10 HUGE Problems Facing The Future Of The MCU
5. The Multiverse Is Pandora's Box
Though the MCU has touched on the Multiverse prior to Phase 4, it's with Spider-Man: No Way Home that the franchise started to go all-in on introducing parallel dimensions and alt-universe iterations of existing characters.
This followed through into the multiverse-faring Doctor Strange in the Multiverse of Madness and Ant-Man and the Wasp: Quantumania's many iterations of Kang, leading up to the ultimate multiversal event that will be Avengers: Secret Wars.
As fun and exciting as the Multiverse can be to offer up near-limitless story potential, it's also something of a Pandora's Box situation because, when you can do literally anything, and characters can be resurrected with different-but-very-similar variants, why should we care what happens to anyone?
No Way Home proved what a spectacular vehicle the multiverse can be for fan service, but the recent Doctor Strange sequel offered up a disappointingly unadventurous look at an alt-Earth, and one suspects that by the time the Multiverse Saga comes to an end, audiences might be feeling a little sick of the anything goes storytelling.

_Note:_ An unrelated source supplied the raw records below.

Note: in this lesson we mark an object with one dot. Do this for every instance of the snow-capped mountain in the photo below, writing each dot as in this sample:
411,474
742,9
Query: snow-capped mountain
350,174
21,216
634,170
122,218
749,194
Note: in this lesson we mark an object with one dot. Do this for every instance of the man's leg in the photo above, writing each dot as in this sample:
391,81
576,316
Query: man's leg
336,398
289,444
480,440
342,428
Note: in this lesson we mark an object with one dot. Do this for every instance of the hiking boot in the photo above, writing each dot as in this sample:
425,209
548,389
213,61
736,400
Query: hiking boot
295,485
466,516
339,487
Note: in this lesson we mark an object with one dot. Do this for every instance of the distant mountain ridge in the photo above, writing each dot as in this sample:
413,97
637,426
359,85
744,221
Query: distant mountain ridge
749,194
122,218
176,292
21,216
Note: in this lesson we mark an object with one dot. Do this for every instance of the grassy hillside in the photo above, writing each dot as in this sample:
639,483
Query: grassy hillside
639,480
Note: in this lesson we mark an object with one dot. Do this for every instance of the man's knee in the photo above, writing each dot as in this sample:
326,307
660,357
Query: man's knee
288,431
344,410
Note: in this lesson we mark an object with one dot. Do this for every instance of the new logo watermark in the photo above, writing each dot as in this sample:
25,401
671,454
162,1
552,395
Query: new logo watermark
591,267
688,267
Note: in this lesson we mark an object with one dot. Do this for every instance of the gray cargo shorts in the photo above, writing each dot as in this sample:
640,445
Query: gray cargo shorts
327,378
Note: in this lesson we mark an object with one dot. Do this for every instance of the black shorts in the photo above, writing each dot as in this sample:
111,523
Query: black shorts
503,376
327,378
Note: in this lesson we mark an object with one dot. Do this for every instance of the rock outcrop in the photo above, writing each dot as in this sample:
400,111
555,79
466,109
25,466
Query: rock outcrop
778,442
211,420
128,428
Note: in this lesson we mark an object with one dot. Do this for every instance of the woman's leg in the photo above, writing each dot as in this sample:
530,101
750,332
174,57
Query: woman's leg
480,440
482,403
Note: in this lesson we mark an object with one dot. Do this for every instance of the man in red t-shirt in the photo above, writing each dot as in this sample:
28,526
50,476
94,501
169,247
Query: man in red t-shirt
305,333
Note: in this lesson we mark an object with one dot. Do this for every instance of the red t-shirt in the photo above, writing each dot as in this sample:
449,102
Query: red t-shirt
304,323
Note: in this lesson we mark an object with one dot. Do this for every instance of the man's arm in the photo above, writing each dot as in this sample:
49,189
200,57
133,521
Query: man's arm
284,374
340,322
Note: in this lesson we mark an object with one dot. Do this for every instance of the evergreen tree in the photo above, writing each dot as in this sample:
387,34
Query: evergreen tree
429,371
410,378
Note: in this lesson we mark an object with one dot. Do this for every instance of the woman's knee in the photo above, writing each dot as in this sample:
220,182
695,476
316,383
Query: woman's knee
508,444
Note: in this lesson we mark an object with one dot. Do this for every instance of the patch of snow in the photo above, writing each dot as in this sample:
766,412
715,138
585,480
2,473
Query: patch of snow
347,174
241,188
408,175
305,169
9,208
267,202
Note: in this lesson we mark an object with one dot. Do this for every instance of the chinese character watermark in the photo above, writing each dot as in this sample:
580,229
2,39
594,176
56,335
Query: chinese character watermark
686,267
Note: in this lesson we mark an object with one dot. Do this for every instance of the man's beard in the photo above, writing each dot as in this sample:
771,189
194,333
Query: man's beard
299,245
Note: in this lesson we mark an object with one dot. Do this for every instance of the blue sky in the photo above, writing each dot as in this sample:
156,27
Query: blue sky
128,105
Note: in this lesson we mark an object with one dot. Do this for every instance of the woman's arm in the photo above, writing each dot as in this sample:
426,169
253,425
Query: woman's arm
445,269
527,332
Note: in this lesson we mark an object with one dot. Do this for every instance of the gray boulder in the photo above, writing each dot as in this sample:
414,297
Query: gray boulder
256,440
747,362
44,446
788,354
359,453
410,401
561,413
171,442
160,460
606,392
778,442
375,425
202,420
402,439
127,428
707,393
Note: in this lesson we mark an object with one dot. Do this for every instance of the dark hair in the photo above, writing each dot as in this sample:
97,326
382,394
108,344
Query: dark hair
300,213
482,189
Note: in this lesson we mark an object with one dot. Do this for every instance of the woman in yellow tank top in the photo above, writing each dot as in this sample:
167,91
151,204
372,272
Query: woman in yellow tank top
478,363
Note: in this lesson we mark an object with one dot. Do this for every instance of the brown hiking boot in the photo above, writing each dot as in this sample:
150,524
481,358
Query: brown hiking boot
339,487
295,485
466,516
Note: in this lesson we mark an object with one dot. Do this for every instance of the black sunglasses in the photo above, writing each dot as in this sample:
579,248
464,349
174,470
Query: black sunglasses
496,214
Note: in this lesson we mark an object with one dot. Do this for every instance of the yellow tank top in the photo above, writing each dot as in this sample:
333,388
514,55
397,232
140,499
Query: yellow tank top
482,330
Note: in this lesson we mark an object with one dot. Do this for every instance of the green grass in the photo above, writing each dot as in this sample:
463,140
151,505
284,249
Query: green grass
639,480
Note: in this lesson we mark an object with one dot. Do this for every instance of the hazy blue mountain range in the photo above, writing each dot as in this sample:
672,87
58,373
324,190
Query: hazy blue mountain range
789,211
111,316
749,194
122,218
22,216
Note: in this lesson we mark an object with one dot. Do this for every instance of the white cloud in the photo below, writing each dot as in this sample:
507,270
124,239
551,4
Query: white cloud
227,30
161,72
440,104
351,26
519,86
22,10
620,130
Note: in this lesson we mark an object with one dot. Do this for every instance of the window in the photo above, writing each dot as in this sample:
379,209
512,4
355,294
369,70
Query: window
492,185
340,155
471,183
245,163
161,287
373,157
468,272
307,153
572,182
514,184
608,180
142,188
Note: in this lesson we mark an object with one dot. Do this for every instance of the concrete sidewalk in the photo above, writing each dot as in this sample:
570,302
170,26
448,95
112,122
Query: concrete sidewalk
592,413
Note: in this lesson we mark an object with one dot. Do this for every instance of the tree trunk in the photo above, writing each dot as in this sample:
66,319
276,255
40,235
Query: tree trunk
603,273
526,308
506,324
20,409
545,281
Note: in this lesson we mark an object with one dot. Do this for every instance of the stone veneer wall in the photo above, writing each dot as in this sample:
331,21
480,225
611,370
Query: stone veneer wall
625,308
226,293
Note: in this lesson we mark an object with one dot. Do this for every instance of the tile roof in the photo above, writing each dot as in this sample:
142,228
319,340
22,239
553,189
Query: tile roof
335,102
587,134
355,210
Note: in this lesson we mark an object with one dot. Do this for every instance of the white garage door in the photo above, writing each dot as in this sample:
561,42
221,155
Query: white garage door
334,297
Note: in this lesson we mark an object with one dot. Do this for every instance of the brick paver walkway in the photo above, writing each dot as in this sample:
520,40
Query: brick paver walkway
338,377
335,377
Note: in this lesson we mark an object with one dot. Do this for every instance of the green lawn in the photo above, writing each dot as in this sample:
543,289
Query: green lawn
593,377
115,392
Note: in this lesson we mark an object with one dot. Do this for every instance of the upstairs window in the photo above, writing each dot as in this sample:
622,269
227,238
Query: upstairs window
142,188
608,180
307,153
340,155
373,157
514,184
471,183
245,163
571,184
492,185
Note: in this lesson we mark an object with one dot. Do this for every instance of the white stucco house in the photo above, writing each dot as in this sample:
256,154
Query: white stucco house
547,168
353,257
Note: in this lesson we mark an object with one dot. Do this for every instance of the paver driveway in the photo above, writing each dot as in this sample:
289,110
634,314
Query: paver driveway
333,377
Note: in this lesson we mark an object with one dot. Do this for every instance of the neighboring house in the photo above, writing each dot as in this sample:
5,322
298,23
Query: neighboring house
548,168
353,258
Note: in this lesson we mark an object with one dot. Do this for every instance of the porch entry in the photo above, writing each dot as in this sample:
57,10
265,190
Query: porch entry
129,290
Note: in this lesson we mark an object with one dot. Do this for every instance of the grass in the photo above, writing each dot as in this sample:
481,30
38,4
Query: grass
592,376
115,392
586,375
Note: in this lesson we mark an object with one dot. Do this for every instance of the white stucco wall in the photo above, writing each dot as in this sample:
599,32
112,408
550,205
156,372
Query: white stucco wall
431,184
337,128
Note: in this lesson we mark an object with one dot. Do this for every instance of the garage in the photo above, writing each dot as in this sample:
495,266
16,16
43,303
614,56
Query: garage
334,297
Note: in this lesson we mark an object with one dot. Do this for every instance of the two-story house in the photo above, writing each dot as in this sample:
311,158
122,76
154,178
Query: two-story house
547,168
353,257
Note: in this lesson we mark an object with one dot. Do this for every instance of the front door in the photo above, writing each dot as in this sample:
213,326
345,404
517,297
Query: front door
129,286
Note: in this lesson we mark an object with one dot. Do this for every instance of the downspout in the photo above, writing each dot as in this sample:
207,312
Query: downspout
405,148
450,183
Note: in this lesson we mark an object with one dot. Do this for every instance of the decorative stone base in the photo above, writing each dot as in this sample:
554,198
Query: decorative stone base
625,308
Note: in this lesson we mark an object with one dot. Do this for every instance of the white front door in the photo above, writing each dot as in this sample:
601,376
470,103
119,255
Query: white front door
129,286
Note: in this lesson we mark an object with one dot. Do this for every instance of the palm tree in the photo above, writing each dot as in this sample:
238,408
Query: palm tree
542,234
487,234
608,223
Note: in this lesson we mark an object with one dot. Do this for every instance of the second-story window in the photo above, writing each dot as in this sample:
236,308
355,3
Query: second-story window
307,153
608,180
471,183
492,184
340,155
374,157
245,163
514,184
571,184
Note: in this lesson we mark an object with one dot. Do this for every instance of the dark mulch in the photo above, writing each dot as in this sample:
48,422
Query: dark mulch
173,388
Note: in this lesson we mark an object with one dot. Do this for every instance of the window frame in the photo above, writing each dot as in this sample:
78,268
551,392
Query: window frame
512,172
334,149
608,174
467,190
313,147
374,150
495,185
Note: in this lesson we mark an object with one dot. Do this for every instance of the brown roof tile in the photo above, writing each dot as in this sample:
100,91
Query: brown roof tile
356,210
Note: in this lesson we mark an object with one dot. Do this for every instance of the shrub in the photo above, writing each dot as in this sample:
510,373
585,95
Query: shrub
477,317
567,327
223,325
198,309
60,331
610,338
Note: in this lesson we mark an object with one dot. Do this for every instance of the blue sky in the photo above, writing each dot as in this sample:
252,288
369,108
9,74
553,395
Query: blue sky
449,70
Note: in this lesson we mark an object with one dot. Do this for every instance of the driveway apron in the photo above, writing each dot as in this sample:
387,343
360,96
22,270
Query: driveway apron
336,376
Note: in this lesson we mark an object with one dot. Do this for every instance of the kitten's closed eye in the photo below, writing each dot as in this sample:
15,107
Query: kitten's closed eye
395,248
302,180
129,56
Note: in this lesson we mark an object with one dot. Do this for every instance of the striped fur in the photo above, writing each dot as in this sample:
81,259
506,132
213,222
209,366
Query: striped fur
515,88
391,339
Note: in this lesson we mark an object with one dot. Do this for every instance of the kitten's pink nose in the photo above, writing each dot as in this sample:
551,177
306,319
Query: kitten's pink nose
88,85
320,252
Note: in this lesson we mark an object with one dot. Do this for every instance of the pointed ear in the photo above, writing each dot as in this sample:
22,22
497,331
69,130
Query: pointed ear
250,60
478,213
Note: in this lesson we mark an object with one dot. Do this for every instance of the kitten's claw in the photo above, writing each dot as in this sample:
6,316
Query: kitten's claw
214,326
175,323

Limitations can be a good thing, and tangible dramatic stakes certainly are, both of which can be so easily undermined by having basically unlimited access to a huge number of parallel universes.
And given the relatively shaky standing the MCU is on right now, it's tough to believe that Kevin Feige will take the restrained approach over hurling every last fan-serving fantasy on the screen without much narrative substance to accompany it.